Dr. Mabuse und der Hexer in Wolffs Revier
Eine Ausstellung in der Spandauer Zitadelle läßt 80 Jahre Filmgeschichte Revue passieren
von Silke Osman

Die Nacht ist dunkel wie sonst kaum zuvor. Das Licht einer einzelnen Straßenlampe läßt den nassen Asphalt silberschwarz schimmern. Von fern dringt Straßenlärm in die kleine Gasse. Schritte eines Mannes klingen hohl durch die Nacht. Er blickt sich um, fühlt sich verfolgt, da ... Das Kinopublikum verfolgt gebannt das Geschehen auf der Leinwand. Kaum einer wagt, in die Tüte mit Popcorn zu greifen, das Knistern würde nur stören bei der spannenden Geschichte, die der Meister des Kriminalromans Edgar Wallace ersonnen und die Alfred Vohrer 1964 für das Kino inszenierte.

"Der Hexer" und andere Streifen dieser Art locken bei eingefleischten Krimifans heute nur noch ein müdes Lächeln hervor, Kinofreunde allerdings geraten ins Schwärmen, wenn sie an die alten Schwarzweiß-Filme denken. Sie werden auf ihre Kosten kommen, besuchen sie eine Sonderausstellung, die das Stadtgeschichtliche Museum Spandau im Zeughaus der Zitadelle derzeit zeigt.

"Dr. Mabuse und Edgar Wallace in Wolffs Revier" ist der sinnige Titel der Ausstellung, die 80 Jahre Spandauer Film- und Kinogeschichte Revue passieren läßt. Der Laie verbindet gemeinhin mit Berlin und Filmproduktionen die Namen Ufa und Babelsberg. Doch auch in Spandau und Staaken entstanden Filme. Die riesigen, nicht mehr genutzten Zeppelinhallen in Staaken kamen der in den 20er Jahren expandierenden Filmindustrie entgegen. Mit einer Länge von 256 Metern und einer Höhe von bis zu 41 Metern boten sie genügend Raum selbst für Monumentalaufnahmen. Über 200 Filme wurden in Staaken gedreht, darunter auch Szenen von so berühmten Streifen wie "Metropolis" von Fritz Lang, dem teuersten Film seiner Zeit, aufwendig vor allem in der Architektur. In Staaken wurde die Herzmaschine errichtet, die Energiezentrale der "Stadt der Zukunft". Der Filmarchitekt Erich Kettelhut erinnert sich an die Dreharbeiten in den Zeppelinhallen im November 1925: "Die Molochmaschine glich, wenn auch in phantastisch abgewandelter Form, einer der großen Dieselmaschinen, wie sie in den Maschinenräumen von Überseeschiffen anzutreffen sind.

14 Arbeiter regulierten auf drei übereinander liegenden Etagen an Schalttafeln ihren Gang.
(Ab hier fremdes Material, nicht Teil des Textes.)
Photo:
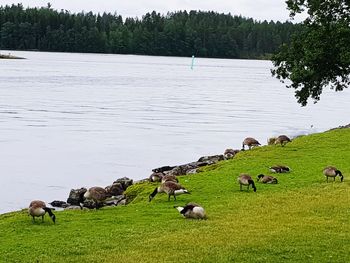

Von den sechs Ventilen schossen, paarweise abwechselnd, ständig Dampfwolken unter starkem Druck senkrecht empor. Dazu brauchten wir Dampf, viel Dampf auch für die noch folgenden Aufnahmen. So war es eine besonders günstige Konstellation, daß es ganz in der Nähe eine Gasanstalt gab, bei der ein Teil des ehemaligen Zeppelinpersonals arbeitete. Der Chef des Gaswerkes, auch ein Graf Zeppelin, ein Bruder des Luftfahrers, zeigte sich sehr entgegenkommend, weil sein reparaturbedürftiges Werk, wie er freimütig zugab, diesen Nebenverdienst dringend brauche. Er verschaffte uns nicht nur eine der großen Dampflokomotiven, (...) Herr von Zeppelin stellte auch das Rohmaterial, die dazugehörigen Ventile, Verschlüsse und Dichtungen, sowie Monteure und einen leitenden Ingenieur. Wir verfügten während des Drehens jederzeit über Dampf, so viel und so oft wir ihn haben wollten. In der kalten Halle kam er doppelt zur Wirkung."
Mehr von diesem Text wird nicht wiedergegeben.